New OWASP Top 10 (2017) - What is NEW and final state?

Here is the view on top 10 from OWASP



Resource on OWASP - Get it from HERE
  • Injections are still on the top. It makes sense since lot of attack vectors are leveraging poor validation controls. It leads to injections like SQLi, Command injections etc, and are still very common across applications.
  • Broken authentication is still a very common issue, it is very easy to discover by human intelligence and sometimes difficult from automated scanner standpoint. But this control is still holding second position on the list.
  • XSS used to be higher in the list but now moved to seventh position. There are several frameworks in place, which gives protection against it. Also, browsers are having controls to defend against XSS. But still XSS is very common and easy to discover across applications.
  • NEW (XXE) – XXE attack is added to the list, it is not very common but still XML streaming can be injected and can cause potential danger for the application. It allows lower level access on the box. Hence, it is added and important to detect and protect.
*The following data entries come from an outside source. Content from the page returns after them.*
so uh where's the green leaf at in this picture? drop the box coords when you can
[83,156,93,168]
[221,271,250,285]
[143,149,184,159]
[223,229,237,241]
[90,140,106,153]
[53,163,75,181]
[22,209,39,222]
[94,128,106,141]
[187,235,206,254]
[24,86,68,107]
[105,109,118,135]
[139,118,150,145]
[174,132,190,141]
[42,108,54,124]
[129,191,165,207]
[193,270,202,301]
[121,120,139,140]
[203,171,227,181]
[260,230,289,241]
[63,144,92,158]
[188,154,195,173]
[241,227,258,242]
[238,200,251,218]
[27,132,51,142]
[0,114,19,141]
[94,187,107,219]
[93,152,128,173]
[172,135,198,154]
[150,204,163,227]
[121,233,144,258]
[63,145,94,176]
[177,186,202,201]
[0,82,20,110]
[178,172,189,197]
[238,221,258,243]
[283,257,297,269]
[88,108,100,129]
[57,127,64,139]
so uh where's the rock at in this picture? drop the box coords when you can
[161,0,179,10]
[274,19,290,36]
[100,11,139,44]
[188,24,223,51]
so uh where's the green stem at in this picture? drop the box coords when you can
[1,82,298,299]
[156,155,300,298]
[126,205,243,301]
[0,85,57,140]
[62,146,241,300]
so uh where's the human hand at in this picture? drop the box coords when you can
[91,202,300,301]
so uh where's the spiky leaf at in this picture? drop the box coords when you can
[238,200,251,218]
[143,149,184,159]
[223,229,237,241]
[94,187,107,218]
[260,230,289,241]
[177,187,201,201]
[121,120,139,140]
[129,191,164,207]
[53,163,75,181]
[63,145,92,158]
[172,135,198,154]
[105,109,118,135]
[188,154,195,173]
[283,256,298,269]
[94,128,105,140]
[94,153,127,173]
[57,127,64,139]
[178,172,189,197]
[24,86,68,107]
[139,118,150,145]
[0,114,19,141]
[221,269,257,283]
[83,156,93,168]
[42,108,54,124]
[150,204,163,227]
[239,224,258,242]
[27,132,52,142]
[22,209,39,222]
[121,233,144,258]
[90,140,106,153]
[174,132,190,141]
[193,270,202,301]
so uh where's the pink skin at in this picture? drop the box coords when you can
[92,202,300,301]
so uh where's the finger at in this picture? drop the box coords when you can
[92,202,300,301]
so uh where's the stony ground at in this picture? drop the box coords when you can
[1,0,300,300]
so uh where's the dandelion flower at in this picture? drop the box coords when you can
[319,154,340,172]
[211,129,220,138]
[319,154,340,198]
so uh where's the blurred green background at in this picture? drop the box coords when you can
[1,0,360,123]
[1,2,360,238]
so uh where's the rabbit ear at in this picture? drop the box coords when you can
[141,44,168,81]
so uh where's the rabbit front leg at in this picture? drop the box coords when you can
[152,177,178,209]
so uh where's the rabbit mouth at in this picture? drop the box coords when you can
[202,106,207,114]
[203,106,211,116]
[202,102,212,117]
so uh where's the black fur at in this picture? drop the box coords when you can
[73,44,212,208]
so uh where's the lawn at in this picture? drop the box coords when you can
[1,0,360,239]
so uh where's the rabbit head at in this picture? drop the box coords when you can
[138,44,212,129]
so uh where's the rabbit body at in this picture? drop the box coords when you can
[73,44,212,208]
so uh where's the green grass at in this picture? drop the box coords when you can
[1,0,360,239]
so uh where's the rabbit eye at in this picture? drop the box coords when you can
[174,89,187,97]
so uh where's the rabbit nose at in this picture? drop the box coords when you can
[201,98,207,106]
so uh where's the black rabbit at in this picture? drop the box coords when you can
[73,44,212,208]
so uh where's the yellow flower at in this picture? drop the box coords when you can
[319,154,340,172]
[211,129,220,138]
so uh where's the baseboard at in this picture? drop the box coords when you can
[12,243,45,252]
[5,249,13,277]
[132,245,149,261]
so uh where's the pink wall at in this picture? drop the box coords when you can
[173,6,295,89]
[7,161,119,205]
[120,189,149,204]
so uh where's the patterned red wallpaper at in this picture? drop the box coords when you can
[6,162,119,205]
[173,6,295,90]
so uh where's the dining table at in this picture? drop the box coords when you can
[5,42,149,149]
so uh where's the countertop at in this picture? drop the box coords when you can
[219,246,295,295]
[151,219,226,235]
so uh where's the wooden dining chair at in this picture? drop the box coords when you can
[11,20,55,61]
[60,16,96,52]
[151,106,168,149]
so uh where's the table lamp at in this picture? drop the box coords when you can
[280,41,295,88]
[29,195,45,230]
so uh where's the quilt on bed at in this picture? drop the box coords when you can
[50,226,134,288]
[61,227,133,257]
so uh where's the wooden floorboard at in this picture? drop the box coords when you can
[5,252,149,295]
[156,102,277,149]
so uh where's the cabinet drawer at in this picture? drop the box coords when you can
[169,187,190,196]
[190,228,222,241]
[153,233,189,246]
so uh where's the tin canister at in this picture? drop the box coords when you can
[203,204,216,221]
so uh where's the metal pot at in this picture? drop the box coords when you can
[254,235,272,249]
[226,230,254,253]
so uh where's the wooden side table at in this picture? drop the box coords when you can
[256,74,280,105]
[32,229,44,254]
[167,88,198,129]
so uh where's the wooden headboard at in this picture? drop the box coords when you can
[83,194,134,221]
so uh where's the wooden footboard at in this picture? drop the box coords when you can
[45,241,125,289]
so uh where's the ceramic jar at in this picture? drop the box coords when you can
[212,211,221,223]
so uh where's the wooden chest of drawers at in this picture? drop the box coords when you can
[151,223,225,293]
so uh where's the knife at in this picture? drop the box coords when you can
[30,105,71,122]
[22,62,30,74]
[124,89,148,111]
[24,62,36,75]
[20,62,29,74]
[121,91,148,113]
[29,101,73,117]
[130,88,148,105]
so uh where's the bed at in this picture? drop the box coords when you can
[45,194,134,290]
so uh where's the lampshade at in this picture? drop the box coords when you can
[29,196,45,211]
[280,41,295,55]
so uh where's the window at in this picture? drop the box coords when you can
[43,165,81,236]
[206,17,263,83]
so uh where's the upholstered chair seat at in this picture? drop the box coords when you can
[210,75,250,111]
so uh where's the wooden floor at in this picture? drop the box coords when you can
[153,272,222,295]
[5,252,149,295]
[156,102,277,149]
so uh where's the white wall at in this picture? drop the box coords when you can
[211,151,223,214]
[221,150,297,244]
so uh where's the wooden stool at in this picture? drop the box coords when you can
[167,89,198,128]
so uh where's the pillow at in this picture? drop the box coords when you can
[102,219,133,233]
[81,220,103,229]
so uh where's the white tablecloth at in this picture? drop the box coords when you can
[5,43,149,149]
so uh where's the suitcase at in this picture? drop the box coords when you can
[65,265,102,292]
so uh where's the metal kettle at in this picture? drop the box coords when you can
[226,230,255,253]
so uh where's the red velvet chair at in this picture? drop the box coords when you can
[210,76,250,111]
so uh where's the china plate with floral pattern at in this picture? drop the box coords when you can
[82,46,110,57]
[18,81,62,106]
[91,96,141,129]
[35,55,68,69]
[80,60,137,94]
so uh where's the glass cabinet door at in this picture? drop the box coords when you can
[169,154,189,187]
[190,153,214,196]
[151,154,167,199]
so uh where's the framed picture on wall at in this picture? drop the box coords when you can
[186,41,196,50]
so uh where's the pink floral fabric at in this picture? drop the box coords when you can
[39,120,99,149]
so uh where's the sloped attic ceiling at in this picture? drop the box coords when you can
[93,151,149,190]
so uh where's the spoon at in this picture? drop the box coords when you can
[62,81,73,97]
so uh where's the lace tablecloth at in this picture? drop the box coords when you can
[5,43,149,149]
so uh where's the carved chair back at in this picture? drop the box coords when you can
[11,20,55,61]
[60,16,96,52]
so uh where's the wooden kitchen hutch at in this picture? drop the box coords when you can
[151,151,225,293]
  • MERGED - Insecure Object and Missing Access Control are merged and added as a “Broken Access Control”. Again, it is very common at truly application layer. It is relatively easy to detect by humans and get missed by crawlers/scanners at large.
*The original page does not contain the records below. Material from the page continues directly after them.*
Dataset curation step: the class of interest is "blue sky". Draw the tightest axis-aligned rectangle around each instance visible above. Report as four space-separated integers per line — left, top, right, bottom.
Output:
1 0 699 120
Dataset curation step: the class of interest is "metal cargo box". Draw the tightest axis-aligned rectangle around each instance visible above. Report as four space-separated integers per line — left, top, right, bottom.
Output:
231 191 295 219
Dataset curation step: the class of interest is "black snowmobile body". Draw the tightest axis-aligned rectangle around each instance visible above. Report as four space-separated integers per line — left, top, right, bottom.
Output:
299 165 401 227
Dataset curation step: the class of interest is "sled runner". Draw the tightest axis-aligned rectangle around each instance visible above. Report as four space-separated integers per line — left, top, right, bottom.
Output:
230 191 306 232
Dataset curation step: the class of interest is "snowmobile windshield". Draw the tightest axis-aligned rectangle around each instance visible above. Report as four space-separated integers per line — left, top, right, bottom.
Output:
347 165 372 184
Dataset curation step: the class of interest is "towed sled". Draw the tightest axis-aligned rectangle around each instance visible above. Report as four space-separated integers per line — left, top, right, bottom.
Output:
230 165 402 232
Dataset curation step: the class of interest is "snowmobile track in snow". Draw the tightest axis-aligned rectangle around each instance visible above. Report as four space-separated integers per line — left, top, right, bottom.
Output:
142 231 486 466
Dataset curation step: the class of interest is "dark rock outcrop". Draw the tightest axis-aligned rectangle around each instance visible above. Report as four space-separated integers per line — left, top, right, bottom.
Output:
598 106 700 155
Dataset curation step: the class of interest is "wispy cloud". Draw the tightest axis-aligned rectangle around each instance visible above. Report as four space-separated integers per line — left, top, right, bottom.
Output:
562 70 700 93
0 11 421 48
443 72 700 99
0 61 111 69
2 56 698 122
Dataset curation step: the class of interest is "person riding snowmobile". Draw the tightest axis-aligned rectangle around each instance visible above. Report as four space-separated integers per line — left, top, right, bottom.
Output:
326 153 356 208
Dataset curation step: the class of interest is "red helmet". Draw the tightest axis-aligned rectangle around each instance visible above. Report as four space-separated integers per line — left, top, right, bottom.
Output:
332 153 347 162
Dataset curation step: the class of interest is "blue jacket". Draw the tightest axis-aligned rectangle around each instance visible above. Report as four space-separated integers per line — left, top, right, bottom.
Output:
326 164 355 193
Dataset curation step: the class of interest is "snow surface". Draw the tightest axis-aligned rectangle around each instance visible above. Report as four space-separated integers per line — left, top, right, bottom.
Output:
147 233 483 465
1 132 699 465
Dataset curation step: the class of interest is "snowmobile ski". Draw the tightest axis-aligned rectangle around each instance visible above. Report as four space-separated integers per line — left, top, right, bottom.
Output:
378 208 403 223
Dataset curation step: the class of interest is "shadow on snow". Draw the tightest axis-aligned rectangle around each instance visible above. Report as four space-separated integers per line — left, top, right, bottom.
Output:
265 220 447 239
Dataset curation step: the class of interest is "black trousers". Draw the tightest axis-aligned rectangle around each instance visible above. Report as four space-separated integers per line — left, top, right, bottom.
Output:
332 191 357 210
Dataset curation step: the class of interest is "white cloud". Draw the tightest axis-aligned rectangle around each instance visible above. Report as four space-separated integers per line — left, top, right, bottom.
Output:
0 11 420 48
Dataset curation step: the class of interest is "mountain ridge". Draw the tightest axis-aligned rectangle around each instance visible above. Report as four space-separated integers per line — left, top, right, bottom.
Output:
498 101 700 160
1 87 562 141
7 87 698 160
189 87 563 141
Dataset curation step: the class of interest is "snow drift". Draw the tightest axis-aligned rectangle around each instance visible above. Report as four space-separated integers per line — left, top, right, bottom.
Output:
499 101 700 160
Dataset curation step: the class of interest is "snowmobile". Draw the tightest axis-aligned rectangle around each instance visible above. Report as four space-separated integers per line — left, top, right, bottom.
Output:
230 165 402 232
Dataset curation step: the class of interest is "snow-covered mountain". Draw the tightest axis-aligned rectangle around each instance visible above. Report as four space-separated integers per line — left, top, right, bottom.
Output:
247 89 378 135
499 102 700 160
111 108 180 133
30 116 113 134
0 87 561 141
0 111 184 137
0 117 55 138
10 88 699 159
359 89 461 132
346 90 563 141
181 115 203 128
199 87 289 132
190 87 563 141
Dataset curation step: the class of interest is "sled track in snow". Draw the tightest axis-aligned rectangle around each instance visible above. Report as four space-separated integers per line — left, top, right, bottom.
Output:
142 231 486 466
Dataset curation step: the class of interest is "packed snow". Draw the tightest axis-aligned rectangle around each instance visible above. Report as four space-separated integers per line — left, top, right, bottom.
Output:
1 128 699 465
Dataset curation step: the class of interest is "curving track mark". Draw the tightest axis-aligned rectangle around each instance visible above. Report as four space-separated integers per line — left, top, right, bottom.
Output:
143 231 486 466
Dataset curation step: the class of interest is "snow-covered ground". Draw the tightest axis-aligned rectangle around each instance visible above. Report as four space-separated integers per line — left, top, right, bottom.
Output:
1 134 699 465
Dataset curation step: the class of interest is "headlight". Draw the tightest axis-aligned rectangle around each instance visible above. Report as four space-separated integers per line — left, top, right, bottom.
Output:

  • Security Misconfiguration and Using Known Vulnerable components are major issues from deployment/framework standpoint. It allows possible exploitations by default before developers build up code on top of it. Hence, both of them are having place in the top stack.
  • NEW (Insecure Deserialization) – HTTP is now supporting object level of streaming and it is imperative to serialize/de-serialize objects. It opens up a set of vulnerabilities and very effective attacks can be created using streams like JSON.
  • NEW (Insufficient Monitoring/Logging) – Application layer doesn’t have logging and it allows attacks to go unnoticed. Hence, even though this is not an attack category but still added so developers start providing mechanism for logging across applications.
  • DROPPED - CSRF and Unvalidated Redirects are dropped from the list. We still see them very commonly around applications but some protections are coming at framework layer and seems they are moved out.